WASHINGTON, Aug. 3, 2016 – A federal appeals court will hear arguments for a second time on whether FDA should release detailed information on egg production in Texas. And this time around, the result could be different.

The 9th Circuit Court of Appeals decided today to grant the Animal Legal Defense Fund’s petition for rehearing en banc, which means that a panel of 11 judges – not the usual three – will hear the case.

In April, the appeals court ruled that Magistrate Judge Elizabeth Laporte’s August 2013 decision in favor of FDA was the correct one.
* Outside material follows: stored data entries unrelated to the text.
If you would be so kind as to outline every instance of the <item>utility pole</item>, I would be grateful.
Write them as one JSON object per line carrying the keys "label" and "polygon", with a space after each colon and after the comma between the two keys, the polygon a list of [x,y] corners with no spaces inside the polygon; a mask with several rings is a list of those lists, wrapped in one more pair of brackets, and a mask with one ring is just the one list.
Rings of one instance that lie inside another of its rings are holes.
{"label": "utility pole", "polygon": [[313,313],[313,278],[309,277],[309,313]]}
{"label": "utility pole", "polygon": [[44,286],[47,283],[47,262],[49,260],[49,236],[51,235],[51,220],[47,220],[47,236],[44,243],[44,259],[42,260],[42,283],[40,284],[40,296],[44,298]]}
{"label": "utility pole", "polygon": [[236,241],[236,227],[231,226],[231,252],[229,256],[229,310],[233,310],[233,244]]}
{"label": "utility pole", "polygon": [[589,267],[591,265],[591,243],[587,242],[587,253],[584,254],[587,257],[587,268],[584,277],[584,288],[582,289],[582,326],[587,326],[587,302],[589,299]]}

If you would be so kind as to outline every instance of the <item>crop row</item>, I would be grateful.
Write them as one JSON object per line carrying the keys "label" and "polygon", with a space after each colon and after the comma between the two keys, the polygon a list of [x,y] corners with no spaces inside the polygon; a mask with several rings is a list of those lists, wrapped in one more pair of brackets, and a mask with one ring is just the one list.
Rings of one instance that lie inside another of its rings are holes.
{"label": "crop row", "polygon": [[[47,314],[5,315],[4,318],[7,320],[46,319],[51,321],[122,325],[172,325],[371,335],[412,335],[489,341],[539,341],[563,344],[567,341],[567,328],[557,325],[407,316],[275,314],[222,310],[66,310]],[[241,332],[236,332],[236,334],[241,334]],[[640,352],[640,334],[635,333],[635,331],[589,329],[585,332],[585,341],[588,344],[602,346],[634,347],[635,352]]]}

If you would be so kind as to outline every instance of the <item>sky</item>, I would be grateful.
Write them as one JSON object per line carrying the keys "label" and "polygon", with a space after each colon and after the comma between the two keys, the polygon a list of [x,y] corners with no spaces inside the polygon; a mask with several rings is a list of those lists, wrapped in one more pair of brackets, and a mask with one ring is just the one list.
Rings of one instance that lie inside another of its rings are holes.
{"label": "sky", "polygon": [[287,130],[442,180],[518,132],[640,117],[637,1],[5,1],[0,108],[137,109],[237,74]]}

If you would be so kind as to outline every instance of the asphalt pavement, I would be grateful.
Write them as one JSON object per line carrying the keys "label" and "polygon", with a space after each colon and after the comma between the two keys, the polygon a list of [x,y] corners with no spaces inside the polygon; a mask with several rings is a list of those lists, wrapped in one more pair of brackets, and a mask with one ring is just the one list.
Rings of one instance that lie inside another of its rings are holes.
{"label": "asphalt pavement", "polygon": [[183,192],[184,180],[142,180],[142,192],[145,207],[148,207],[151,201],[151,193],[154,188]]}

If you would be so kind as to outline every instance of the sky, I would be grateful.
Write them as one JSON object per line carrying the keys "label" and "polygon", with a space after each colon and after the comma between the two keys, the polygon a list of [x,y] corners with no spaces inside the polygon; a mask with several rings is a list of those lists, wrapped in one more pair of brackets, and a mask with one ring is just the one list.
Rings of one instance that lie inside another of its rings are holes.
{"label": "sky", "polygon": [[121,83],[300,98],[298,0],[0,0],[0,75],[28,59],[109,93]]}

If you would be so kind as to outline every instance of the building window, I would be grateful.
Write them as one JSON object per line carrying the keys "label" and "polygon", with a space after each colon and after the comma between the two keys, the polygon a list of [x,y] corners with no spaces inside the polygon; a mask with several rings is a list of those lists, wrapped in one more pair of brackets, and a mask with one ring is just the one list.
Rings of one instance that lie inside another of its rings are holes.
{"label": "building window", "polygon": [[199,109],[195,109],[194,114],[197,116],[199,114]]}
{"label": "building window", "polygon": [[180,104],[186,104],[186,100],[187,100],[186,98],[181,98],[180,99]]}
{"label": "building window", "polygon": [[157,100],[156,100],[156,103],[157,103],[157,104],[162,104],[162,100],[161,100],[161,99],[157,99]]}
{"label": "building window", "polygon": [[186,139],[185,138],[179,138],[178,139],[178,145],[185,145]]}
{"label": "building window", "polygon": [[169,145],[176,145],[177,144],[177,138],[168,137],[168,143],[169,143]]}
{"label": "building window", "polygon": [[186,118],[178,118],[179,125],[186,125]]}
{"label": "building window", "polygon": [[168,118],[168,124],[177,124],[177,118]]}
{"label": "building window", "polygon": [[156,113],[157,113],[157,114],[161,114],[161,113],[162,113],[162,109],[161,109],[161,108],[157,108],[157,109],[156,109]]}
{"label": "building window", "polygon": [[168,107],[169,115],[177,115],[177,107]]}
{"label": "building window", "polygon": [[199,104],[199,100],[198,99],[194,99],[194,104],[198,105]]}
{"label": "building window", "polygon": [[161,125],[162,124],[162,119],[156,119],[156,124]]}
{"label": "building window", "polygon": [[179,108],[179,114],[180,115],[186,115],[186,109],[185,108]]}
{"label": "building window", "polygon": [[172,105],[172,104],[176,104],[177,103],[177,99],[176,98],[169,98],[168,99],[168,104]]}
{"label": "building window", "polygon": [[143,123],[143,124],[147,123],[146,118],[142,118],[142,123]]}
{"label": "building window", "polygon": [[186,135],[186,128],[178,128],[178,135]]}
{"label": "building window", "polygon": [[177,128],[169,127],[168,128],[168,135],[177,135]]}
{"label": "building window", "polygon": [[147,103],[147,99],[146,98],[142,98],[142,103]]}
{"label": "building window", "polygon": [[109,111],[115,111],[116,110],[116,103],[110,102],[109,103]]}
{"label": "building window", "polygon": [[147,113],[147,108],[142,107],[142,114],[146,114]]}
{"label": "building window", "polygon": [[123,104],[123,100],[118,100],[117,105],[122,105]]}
Laporte found that ALDF had no right under the Freedom of Information Act (FOIA) to know the total hen population in Texas, the number of hen houses and additional details, because public release of that information would place egg producers at risk of underbidding by competitors.

FDA had redacted – essentially, crossed out – information on 277 of the 398 pages it released to ALDF. Laporte ordered FDA to disclose the number of hens per cage but upheld the agency’s decision to keep other information under wraps, including the number of floors per hen house, the number of cage rows per house and the number of cage tiers per house.

But even as they affirmed Laporte’s opinion, the three appellate judges also included an unusual addendum, urging the 9th Circuit to consider the case en banc.

The reason? They felt it was time for the 9th Circuit to review its legal standard for reviewing FOIA decisions made by district courts. The court’s current standard requires it to find “clear error” in the lower court’s reasoning in order to reverse a decision – an extremely deferential standard.

“That peculiar standard means that a dispute of material fact does not necessarily defeat summary judgment,” 9th Circuit Judges Susan P. Graber, Kim McLane Wardlaw and Mary H. Murguia said in their concurrence.

In general, the 9th Circuit reviews district court decisions de novo, meaning that it is taking a new look at the evidence without deferring to the lower court’s judgment on the facts.

“Even if we assume that the sensitive nature of documents withheld under a FOIA exemption calls for deference in some contexts, why we defer to the district court in cases such as

this one . . . remains unclear,” 9th Circuit Judges Susan P. Graber, Kim McLane Wardlaw and Mary H. Murguia said in their concurrence.

In this case, “the factual inquiry on which the summary judgment turns  . . . does not depend on a review of withheld information,” they said, but on the effect that release of the data would have.

“De novo review would be consistent with our usual summary judgment standards,” the judges said in their concurrence.

“The Animal Legal Defense Fund is optimistic we’re on the right side of the argument and the 9th Circuit will recognize we’re on the right side,” said ALDF staff attorney Christopher Berry.

“Fundamentally, I think the case is about the right of citizens to contest government redaction of information under FOIA,” he said.

ALDF contends that release of the hen numbers won’t harm egg producers, because the information is already available from other sources. Laporte, Berry said, gave more weight to declarations submitted by the government’s experts than she did to the ones submitted by ALDF.